Gruyere and Spinach Arancini
by Eric Snaith of Eric's Thornham
- 500g risotto rice
- 500g baby spinach
- 150g gruyere cheese – small diced
- 200g parmesan – grated
- 125g butter – diced
- 2 litre vegetable stock
- 50ml white wine
- Lemon juice
- Olive oil
- Eggs – whisked
- Dried breadcrumbs
- Blanch the spinach in boiling water and refresh in ice cold water. Strain and squeeze some of the water out. Blitz this into a smooth loose puree.
- In a pan, toast the risotto rice for a few minutes in just oil, then add the white wine. Once this has reduced, slowly add the vegetable stock and gently cook the risotto rice until a slight firm bite is left in the rice.
- When the rice is ready, add the cubed butter, spinach puree and grated parmesan cheese.

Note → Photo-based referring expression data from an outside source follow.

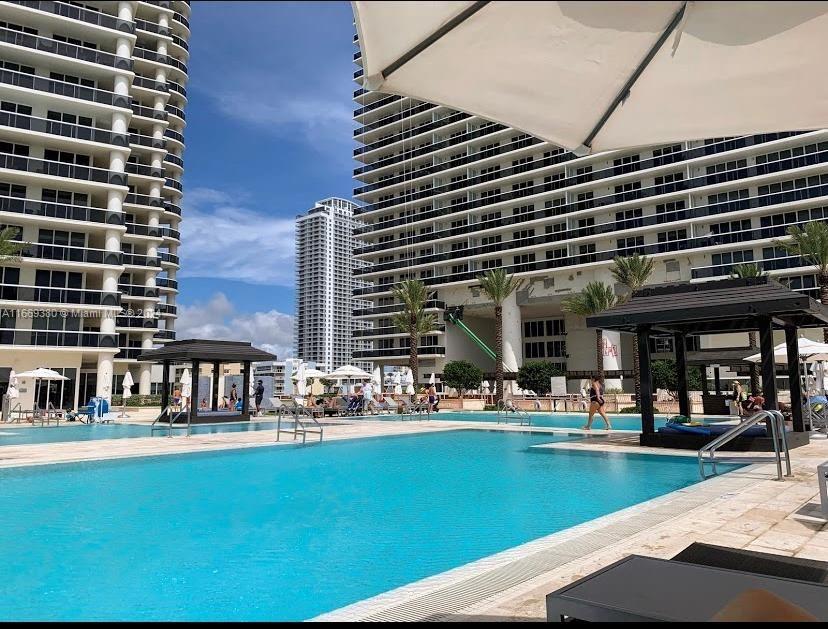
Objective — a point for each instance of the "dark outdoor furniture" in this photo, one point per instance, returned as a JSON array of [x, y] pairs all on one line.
[[758, 563], [683, 309], [646, 589], [198, 351]]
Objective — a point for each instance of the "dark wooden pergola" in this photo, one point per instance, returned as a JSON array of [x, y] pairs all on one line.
[[198, 351], [733, 305]]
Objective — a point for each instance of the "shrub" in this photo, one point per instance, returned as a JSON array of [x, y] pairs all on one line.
[[462, 375], [535, 374]]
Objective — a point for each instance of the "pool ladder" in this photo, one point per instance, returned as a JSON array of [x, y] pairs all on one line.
[[304, 422], [170, 424], [503, 414], [780, 444]]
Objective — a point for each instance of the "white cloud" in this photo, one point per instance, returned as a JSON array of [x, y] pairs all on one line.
[[271, 331], [223, 239]]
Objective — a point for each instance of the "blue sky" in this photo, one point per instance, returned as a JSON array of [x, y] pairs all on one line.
[[269, 128]]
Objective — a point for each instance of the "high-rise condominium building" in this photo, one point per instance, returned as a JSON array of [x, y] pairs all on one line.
[[326, 331], [92, 98], [448, 195]]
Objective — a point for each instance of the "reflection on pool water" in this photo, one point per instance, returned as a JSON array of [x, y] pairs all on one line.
[[286, 533]]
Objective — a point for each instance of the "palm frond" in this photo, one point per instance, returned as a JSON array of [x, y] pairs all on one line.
[[498, 285], [594, 299]]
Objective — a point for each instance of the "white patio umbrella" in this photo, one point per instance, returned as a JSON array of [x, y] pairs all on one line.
[[408, 378], [42, 374], [592, 76]]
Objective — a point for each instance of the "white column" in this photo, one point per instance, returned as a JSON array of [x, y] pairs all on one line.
[[512, 354]]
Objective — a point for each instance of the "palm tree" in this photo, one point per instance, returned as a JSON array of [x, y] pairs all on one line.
[[10, 248], [811, 244], [750, 270], [633, 272], [594, 299], [413, 319], [499, 285]]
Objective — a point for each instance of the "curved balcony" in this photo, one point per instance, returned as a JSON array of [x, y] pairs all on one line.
[[167, 309], [171, 134], [128, 353], [61, 169], [168, 258], [136, 290], [147, 140], [139, 229], [50, 338], [431, 304], [81, 53], [399, 352], [176, 111], [142, 199], [65, 253], [136, 322], [62, 296], [177, 88], [63, 129], [152, 27], [74, 12], [137, 259], [166, 283], [144, 170], [148, 83], [81, 92], [174, 184], [61, 211], [174, 159]]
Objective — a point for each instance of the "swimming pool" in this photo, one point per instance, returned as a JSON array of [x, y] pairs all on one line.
[[286, 533], [551, 420], [14, 434]]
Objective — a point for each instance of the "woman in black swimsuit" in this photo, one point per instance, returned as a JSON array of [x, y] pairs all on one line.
[[596, 403]]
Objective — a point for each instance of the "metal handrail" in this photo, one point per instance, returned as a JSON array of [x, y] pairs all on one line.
[[503, 411], [298, 424], [780, 444], [169, 427]]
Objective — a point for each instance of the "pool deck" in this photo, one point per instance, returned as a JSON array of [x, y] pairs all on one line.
[[745, 508]]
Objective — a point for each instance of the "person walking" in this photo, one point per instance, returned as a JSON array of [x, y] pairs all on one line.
[[259, 397], [596, 403]]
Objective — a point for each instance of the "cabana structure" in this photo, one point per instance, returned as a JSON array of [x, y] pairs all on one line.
[[196, 352], [734, 305]]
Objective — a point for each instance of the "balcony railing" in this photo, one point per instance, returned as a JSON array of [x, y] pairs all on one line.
[[136, 290], [65, 253], [427, 350], [81, 92], [137, 259], [142, 199], [81, 53], [61, 169], [75, 12], [64, 129], [51, 338], [60, 211], [51, 295]]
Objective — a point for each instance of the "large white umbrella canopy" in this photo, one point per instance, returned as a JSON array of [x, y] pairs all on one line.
[[809, 351], [348, 372], [128, 384], [596, 76]]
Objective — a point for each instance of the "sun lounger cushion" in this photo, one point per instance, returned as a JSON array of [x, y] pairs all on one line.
[[758, 563]]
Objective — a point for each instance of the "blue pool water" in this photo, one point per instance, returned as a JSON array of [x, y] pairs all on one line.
[[288, 532], [553, 420], [14, 434]]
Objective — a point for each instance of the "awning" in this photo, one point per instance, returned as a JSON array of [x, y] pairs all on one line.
[[595, 76]]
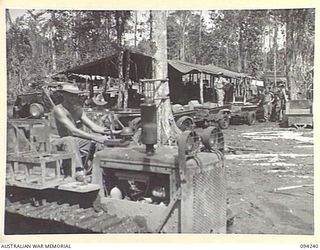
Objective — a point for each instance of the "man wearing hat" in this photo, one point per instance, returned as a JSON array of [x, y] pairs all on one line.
[[68, 116], [267, 101], [219, 87]]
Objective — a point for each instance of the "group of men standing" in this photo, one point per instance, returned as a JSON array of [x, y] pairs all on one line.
[[274, 103]]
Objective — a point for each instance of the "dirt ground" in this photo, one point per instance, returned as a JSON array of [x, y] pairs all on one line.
[[270, 173]]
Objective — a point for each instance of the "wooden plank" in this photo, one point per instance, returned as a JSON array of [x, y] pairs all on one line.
[[79, 187]]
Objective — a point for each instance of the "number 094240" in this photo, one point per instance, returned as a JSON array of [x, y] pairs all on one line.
[[309, 246]]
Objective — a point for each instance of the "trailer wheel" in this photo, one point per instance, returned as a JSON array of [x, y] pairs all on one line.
[[224, 122], [185, 123], [251, 119]]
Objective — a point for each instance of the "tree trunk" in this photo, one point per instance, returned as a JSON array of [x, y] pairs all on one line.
[[275, 48], [290, 56], [135, 28], [151, 25], [167, 129], [121, 82], [200, 39], [126, 80], [240, 41]]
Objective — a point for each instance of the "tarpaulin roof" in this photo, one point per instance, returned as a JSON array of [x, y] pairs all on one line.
[[190, 68], [140, 66]]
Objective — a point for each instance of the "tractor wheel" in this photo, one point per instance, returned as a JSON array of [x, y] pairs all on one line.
[[224, 122], [251, 119], [185, 123], [135, 124]]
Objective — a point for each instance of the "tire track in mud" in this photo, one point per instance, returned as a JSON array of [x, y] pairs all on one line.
[[254, 175]]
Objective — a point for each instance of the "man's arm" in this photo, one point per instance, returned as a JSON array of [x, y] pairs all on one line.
[[60, 116]]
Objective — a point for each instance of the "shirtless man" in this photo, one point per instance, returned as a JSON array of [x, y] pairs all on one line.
[[68, 115], [220, 82]]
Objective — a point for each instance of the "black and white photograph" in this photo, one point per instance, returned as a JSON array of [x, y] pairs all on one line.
[[170, 121]]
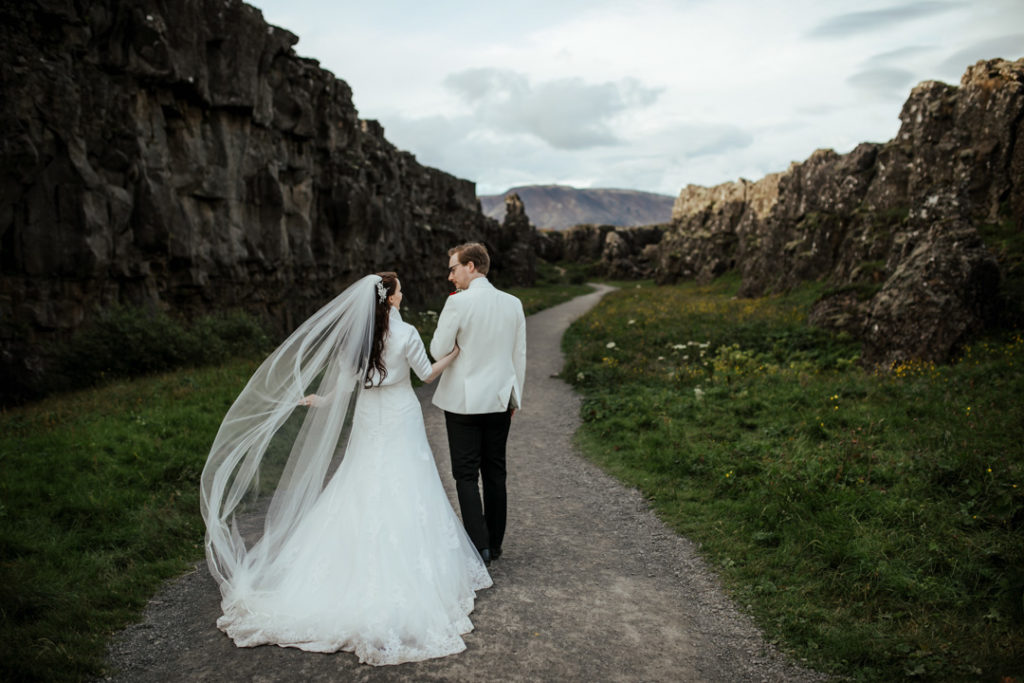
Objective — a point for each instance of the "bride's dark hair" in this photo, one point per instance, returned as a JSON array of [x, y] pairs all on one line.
[[381, 315]]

Check the seasoning and adjust with salt/lemon juice to your taste. Then add the gruyere.
- Spread this mixture onto a flat tray and cool.
- Once cooled, weigh into 50g portions and roll into balls then chill in the fridge.
- Once fully chilled, dust with flour, dip into egg mix and cover with breadcrumbs.
- Now you are ready to fry at 180°C in vegetable oil until golden.